With these factors helping to drive current high prices, Al-Falih said widespread talk about “peak oil” and the looming exhausting of hydrocarbons was highly overstated. “We think the peak in oil production is still decades away. Technology is helping us expand production, and there are still fields in Saudi Arabia that have not even been developed,” he said.
The company’s history as the product of a partnership between American firms and Saudi Arabia gave it the background to thrive in an increasingly globalized world, Al-Falih stated.
“We at Saudi Aramco have been living globalization for the last seven decades,” he said, pointing to the company’s history in which “thousands of Americans came the kingdom to prospect for oil, invested millions, and transformed Saudi Arabia from an underdeveloped country to the nation it is today.”
Al-Falih also shared his insights into how the Saudi government’s 100% ownership of the company shaped its operating style. While it might seem more straightforward to have only one shareholder, he explained that while most shareholders of public companies are mainly interested in increasing the value of their shares, the government has a much broader range of interests.
“We are entrusted to create value for the kingdom, and that is a much more fuzzy responsibility.
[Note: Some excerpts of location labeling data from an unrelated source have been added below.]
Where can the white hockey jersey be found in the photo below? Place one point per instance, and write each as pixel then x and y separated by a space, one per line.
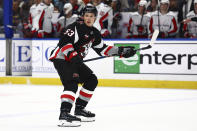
pixel 40 17
pixel 190 28
pixel 105 15
pixel 138 25
pixel 166 23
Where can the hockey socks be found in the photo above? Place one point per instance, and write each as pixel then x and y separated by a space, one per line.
pixel 81 102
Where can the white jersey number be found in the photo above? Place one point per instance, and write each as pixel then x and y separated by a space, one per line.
pixel 69 32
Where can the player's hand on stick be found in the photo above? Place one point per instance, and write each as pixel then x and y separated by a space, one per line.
pixel 126 51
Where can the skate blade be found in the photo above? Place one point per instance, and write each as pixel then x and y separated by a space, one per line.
pixel 86 119
pixel 64 123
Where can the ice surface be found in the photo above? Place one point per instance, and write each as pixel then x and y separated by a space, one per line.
pixel 36 108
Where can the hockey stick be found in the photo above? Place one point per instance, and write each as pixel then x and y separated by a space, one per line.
pixel 153 39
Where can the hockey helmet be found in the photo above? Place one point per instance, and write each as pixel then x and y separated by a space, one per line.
pixel 67 7
pixel 164 1
pixel 89 8
pixel 108 2
pixel 142 3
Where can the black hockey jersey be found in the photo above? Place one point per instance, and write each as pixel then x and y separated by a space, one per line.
pixel 77 38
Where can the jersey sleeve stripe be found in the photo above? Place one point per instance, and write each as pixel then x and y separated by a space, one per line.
pixel 107 50
pixel 72 55
pixel 101 20
pixel 56 52
pixel 67 47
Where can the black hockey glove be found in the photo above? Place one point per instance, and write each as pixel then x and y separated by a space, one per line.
pixel 126 51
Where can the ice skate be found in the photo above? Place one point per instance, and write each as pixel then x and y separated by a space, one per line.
pixel 68 120
pixel 85 116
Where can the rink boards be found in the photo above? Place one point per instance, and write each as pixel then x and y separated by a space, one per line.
pixel 171 63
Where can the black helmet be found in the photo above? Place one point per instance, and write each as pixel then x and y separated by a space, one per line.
pixel 108 2
pixel 89 9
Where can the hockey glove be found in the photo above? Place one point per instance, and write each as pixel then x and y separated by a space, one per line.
pixel 126 51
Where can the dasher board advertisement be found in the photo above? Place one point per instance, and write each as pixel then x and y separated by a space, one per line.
pixel 2 57
pixel 166 58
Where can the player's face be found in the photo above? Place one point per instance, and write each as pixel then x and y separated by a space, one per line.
pixel 164 7
pixel 89 19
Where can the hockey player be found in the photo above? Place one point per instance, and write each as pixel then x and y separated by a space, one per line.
pixel 190 24
pixel 73 46
pixel 164 21
pixel 138 23
pixel 67 19
pixel 40 19
pixel 105 17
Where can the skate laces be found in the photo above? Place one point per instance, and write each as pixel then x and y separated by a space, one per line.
pixel 88 112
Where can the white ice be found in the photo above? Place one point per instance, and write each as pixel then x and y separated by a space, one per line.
pixel 36 108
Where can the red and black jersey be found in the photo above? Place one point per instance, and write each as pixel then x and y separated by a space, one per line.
pixel 77 39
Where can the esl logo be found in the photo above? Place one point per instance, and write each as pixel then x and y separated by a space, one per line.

It includes job creation, diversification of the larger economy, sharing best practices with other companies in the kingdom,” he explained. “These are the reasons that many oil-producing countries insist on maintaining an exclusive role for national oil companies,” he added.
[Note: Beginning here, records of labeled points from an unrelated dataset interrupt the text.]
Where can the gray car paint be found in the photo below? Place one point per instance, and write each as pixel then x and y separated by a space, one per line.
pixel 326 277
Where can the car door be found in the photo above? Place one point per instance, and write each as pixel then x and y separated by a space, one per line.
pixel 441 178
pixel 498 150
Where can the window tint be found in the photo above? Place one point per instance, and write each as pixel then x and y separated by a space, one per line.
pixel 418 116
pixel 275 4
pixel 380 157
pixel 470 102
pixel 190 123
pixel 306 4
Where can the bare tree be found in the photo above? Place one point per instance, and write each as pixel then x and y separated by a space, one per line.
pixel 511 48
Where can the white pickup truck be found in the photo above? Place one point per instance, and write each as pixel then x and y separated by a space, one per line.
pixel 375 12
As a result of these broader interests, “We try to assess our projects in a more holistic way, and we bring much more into our calculations of project viability,” Al-Falih said.
Despite government ownership, “We still try to maintain the same standards as the other [independent oil companies] in our management and operations, and we are constantly looking for areas where we can work to keep our performance ‘best in class’,” he said.
Al-Falih also touched on the role of education, both in US-Saudi relations and in the careers of the students in the audience.
The opportunity to study in an international environment builds the understanding and sensitivities necessary for the modern business world he argued, noting, “In my family we will have three generations educated in the US, while our roots remain in Saudi Arabia.”
He also reminded Fletcher students of importance of not just what they are learning now, but the perspectives and methods they are developing. “Whatever you learn in school is very important to getting you in the door in a company, but what takes you places in your work is the ability to keep learning and developing your skills. The most important thing I learned in school was how to learn,” he said.
Al-Falih jokingly added a final benefit to speaking at a university - “It’s always enjoyable to be among students and academics - it makes one feel much younger.”